Le journal rendait également compte d’un meeting de la liste unie de la Résistance. "Nous ne voulons nullement supplanter les hommes. Nous ne sommes pas de ces ardentes féministes qui font retomber tout le poids des erreurs passées sur le dos des hommes" , lançait avec prudence une candidate de l’Union des femmes françaises, proche du PCF, montée à la tribune. A Orléans, douze femmes figurèrent sur les différentes listes, quatre furent élues.

En France, les femmes remplirent si bien leur devoir ­ beaucoup d’hommes étaient retenus prisonniers ou déportés en Allemagne ­ que l’on vit, paraît-il, des religieuses siéger dans les bureaux de vote.

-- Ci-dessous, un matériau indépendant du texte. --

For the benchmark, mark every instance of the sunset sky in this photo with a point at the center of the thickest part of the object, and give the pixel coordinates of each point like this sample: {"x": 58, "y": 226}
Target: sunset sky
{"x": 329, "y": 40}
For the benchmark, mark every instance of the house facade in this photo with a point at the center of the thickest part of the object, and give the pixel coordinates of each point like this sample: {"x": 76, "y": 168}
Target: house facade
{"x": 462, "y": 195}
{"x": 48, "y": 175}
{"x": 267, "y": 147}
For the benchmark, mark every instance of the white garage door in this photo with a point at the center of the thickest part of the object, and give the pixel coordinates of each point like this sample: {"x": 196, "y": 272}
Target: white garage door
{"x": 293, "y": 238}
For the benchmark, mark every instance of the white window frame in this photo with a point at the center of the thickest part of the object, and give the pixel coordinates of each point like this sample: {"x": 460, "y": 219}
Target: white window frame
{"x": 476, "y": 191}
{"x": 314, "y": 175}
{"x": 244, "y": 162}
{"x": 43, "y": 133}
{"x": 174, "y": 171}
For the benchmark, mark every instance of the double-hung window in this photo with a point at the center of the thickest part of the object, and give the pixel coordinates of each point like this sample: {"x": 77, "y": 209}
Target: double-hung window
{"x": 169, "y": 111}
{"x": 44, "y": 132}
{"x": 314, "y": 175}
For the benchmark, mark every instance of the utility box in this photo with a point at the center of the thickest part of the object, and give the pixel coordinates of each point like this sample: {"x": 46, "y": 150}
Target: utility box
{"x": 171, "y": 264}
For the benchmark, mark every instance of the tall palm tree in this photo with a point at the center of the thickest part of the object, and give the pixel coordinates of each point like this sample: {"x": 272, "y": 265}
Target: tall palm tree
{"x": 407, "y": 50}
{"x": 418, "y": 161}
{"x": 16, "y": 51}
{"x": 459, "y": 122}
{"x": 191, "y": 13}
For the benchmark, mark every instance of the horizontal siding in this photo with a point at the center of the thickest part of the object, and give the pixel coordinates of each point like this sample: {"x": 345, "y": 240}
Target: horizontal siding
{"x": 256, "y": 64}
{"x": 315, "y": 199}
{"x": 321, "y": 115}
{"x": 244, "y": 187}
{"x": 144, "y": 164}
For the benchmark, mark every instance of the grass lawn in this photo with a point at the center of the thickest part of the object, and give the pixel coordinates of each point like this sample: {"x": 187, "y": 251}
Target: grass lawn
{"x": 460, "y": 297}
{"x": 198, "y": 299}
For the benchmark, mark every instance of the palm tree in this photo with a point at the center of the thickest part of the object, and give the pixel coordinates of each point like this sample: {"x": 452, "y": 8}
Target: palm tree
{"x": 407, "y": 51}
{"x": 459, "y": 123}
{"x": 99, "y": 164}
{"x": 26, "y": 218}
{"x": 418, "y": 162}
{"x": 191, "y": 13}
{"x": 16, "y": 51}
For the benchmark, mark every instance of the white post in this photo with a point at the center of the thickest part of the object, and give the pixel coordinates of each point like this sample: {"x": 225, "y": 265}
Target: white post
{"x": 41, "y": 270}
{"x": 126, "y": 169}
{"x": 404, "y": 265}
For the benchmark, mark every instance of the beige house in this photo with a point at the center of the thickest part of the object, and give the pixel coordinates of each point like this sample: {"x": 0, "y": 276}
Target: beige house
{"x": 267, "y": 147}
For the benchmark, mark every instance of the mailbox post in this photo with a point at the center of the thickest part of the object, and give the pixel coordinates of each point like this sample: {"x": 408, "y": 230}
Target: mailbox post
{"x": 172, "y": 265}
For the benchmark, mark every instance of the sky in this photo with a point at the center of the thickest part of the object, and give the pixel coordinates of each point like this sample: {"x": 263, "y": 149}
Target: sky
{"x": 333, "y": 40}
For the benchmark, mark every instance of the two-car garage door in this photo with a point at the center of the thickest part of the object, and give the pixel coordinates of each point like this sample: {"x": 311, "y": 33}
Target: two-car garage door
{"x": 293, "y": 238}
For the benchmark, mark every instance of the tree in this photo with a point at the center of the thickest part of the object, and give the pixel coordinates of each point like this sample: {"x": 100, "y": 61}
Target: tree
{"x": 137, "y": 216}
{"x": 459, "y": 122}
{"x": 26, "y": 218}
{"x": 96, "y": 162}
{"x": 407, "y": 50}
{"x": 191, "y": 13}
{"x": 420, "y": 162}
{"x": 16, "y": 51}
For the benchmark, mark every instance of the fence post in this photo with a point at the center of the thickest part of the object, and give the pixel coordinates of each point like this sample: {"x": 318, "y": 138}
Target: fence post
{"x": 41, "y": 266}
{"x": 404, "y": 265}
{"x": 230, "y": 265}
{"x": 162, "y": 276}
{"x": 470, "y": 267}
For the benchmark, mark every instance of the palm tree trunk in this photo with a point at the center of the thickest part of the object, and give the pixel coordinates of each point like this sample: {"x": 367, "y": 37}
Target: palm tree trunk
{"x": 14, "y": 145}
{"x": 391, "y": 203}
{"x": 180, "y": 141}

"Il y avait un scepticisme sur le vote des femmes. Elles vont voter comme leur mari ou le curé, disait-on à gauche" , raconte Simone Minet, 83 ans, jeune institutrice dans le Loiret à l’époque, pour qui ce jour fut moins marquant que "celui de l’armistice et de la naissance de sa fille" au même moment. "Avant la guerre, dit-elle, j’étais trop jeune pour penser à l’injustice que cela pouvait représenter de ne pas voter."

"J’AI LOUPÉ CE COMBAT"

Andrée Thomas, 85 ans, issue d’une famille ouvrière de gauche, a voté à La Ferté-Saint-Aubin (Loiret). Mais ce fut pour elle une "déception" , car, se souvient-elle en souriant, c’était le "châtelain" qui l’avait emporté. "Les femmes disaient que ce n’était pas leur affaire de faire de la politique. Dans ce débat, je critique les femmes plutôt que les hommes."

Elle se souvient qu’à l’âge de 13 ans ­ en 1933 ­, elle avait demandé à son institutrice pourquoi les femmes ne votaient pas. "La maîtresse m’a répondu que c’était parce qu’elles ne pouvaient pas être soldat. Gamine comme j’étais, je lui ai rétorqué : mais qui le fabrique le soldat ? Cela l’avait un peu époustouflée !"

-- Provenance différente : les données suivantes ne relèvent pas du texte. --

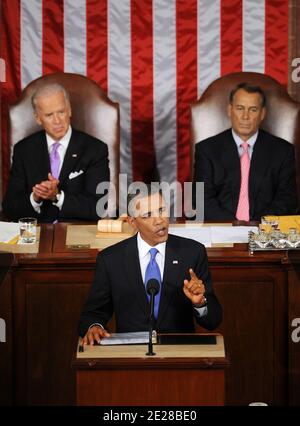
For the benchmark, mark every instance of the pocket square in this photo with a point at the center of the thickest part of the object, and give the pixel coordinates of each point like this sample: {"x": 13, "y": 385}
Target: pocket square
{"x": 72, "y": 175}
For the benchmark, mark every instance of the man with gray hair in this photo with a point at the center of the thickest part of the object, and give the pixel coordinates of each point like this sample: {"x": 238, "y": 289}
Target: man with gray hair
{"x": 55, "y": 172}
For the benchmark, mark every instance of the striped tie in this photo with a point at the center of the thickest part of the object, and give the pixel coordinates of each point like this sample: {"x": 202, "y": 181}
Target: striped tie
{"x": 55, "y": 160}
{"x": 153, "y": 272}
{"x": 242, "y": 212}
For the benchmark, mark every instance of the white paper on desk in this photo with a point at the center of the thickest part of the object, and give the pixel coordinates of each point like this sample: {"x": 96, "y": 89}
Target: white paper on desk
{"x": 197, "y": 233}
{"x": 232, "y": 234}
{"x": 8, "y": 231}
{"x": 128, "y": 338}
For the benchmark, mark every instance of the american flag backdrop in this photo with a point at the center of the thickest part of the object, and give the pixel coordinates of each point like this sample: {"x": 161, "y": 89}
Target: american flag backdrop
{"x": 154, "y": 57}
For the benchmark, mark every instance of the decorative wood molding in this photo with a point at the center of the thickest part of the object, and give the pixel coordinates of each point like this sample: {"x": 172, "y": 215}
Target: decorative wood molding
{"x": 294, "y": 46}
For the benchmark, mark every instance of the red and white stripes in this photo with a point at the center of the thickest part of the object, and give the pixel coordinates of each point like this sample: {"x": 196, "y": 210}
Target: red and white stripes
{"x": 153, "y": 57}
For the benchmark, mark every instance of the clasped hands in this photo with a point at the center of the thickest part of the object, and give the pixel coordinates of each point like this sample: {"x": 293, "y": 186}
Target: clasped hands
{"x": 46, "y": 190}
{"x": 193, "y": 289}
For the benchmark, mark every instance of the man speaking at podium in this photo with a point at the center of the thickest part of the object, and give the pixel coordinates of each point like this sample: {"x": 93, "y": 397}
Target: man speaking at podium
{"x": 122, "y": 271}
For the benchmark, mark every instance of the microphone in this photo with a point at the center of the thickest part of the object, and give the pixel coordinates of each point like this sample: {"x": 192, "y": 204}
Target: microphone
{"x": 152, "y": 289}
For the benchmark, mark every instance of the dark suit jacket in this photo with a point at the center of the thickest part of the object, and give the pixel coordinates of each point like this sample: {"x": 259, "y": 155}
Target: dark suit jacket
{"x": 118, "y": 287}
{"x": 272, "y": 179}
{"x": 31, "y": 165}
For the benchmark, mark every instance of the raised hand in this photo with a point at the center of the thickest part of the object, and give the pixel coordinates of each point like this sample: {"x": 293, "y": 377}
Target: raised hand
{"x": 194, "y": 289}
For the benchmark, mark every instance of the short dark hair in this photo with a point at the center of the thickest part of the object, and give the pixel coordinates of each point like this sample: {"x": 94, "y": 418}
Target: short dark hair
{"x": 249, "y": 88}
{"x": 146, "y": 191}
{"x": 150, "y": 189}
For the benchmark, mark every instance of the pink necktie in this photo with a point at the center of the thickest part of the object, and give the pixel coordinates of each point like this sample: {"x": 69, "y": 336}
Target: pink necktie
{"x": 55, "y": 160}
{"x": 242, "y": 212}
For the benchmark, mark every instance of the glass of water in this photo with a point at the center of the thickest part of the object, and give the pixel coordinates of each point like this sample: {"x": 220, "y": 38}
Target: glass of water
{"x": 27, "y": 227}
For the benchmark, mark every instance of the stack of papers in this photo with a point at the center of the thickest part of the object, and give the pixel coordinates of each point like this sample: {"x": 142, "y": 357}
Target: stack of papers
{"x": 209, "y": 235}
{"x": 9, "y": 232}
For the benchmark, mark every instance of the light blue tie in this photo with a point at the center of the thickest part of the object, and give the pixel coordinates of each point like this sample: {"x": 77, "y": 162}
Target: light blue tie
{"x": 153, "y": 272}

Juste avant la guerre, le Front populaire n’accorda pas le droit de vote aux femmes, qui était surtout combattu par les radicaux et au Sénat, et il se contenta de nommer trois femmes sous-secrétaires d’Etat. Pour Léon Blum, il était trop tôt. Alors que les femmes votaient déjà en Inde depuis 1921, et en Turquie depuis 1934. "Je suis entièrement pour le vote des femmes, quelles qu’en soient les conséquences politiques. Si elles n’ont pas eu les droits jusqu’ici, ce n’est pas la faute des hommes, c’est la faute des femmes. Elles n’y tien-nent pas" , déclarait le leader socialiste.

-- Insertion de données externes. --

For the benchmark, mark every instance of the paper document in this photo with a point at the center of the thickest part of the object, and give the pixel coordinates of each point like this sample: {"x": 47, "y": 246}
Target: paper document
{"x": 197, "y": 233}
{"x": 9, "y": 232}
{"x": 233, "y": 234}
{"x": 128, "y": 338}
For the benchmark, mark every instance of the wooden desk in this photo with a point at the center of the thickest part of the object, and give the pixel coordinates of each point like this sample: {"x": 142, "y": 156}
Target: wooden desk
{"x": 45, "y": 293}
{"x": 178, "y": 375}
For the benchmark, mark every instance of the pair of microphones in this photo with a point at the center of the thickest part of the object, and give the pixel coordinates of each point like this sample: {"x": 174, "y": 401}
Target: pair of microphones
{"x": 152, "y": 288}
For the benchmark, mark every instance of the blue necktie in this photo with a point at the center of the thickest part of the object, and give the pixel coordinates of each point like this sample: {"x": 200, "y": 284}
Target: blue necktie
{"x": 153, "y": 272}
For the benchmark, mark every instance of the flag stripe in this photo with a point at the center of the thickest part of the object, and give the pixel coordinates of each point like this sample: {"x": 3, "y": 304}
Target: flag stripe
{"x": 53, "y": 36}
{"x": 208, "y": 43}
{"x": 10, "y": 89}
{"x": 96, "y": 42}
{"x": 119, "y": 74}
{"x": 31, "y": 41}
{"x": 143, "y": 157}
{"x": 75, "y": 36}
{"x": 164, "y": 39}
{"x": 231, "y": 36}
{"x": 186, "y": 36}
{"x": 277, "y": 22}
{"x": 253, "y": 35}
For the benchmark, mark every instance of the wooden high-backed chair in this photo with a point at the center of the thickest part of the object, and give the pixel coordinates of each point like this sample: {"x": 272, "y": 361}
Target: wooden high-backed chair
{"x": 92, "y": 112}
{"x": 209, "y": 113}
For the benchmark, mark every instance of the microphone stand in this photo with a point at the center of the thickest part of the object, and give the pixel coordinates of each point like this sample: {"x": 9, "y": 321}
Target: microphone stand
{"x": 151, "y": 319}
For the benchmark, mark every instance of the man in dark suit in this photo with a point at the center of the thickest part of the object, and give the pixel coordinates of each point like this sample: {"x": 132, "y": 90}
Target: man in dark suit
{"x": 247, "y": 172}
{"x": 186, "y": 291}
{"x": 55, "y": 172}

Avant la guerre, Lucie Aubrac ne fut pas elle-même une militante du suffragisme. "C’est très curieux, j’ai loupé ce combat. J’en suis confuse maintenant, a expliqué avec sincérité l’ancienne résistante à Elisabeth Guigou dans l’ouvrage de celle-ci, Etre femme en politique (Plon, 1997). Je trouvais un peu ridicules Louise Weiss et ces jeunes femmes élégantes qui se faisaient enchaîner aux grilles du Sénat. Pour moi, c’était un combat de bourgeoises. En 1936, j’ai fait à vélo la campagne de Jean Zay dans l’Orléanais, sans me rendre compte que je n’allais pas voter. En avril 1945, il n’y avait plus eu d’élection depuis 1938. Sept ans après, ces élections étaient pour les jeunes hommes aussi étonnantes que pour les femmes. Je participais aux luttes antifascistes, j’ai créé un réseau de résistance, je me suis toujours sentie citoyenne, même en ne votant pas."